Sin embargo, la decisión de Trump está enmarcada en su visión bélica, esa que avala políticas coloniales de la derecha israelí y en ese marco merece nuestro más profundo repudio. Sinceramente, no me sorprendió la decisión, porque había sido un compromiso asumido por el presidente estadounidense con Netanyahu. Además, la derecha israelí norteamericana tiene un lobby muy poderoso que desprecia los derechos del pueblo palestino a tener su estado soberano, con el marco de fronteras. Trump me parece lo más cercano a Hitler en la época actual.

 

En referencia a la comunidad judía en Argentina, así como en el mundo musulmán y en el católico, existe una grieta muy profunda: hay un sector muy grande que queremos la paz y defendemos el derecho de Israel y Palestina a tener dos estados soberanos, cooperando uno al lado del otro, lejos de la política guerrerista. Otros, al contrario, priorizan el negocio con la venta de armamentos, utilizado para imponer su política internacional. Esas posiciones encontradas también se dan dentro de Israel, donde la tercera parte de la población ve con horror las políticas desarrolladas por su gobierno.

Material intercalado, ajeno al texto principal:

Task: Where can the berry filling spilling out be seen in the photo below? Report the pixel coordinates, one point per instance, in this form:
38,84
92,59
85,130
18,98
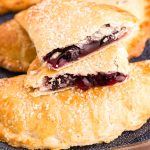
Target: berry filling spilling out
105,35
83,82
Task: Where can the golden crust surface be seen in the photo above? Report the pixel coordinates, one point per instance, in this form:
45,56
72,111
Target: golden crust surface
73,117
112,58
49,28
141,9
16,48
15,5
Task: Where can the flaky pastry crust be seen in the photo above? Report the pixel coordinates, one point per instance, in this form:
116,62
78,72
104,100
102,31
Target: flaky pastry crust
49,28
141,9
15,5
109,59
73,117
16,49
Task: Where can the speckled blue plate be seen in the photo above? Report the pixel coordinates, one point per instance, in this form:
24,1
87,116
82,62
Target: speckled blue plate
127,139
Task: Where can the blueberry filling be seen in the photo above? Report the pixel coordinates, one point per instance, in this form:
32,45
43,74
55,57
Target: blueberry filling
83,82
62,56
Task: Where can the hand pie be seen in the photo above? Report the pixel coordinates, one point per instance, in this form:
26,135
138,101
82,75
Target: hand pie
108,67
73,117
16,49
15,5
139,8
61,40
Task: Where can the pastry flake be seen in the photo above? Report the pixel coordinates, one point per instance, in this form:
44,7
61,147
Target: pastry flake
16,49
108,67
15,5
50,29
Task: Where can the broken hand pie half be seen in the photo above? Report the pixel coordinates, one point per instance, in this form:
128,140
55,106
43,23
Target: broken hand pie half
88,27
73,117
84,52
107,67
16,49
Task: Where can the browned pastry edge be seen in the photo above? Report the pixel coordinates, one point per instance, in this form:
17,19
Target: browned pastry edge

De hecho, el tercer partido en importancia es una alianza judío-árabe, que tiene 14 diputados de la izquierda comunista israelí, grupos islámicos religiosos y otros árabes laicos.

 

Las novedades en la causa AMIA van en el mismo sentido de lo que pasa a nivel internacional, porque cuando Argentina intentó a través de la firma del memorándum lograr que los acusados den testimonio y así continuar el juicio, la derecha israelí y norteamericana se abroqueló cuestionando al gobierno nacional. Lo mismo está haciendo Trump en la actualidad, queriendo dar por tierra el memorándum que firmó en 2015 Estados Unidos con Irán, llamado 5+1 porque también lo rubricaron Rusia, China, Gran Bretaña, Alemania y Francia, en un acuerdo histórico nuclear.

 

La diferencia con lo que está pasando acá es que, por ahora, Trump no intenta mandar preso a Obama. En ese sentido, la decisión del juez Bonadío, quien fue apartado de la causa AMIA en 2009 por encubrirla, es una vergüenza jurídica, una payasada que no resiste ningún análisis, entre otras cosas, porque no hubo delito: el memorándum no se ejecutó ya que Irán no lo aprobó. Pero, en caso de haber habido delito, entonces se debería encarcelar a los doscientos legisladores que votaron a favor, en el marco de la ley de aprobación del memorándum. Es decir, estamos frente a un estado de excepción que busca construir una línea de humo ante un desastre económico que sólo genera más deuda e inflación, mientras los costos los pagan los más pobres, los jubilados y los trabajadores.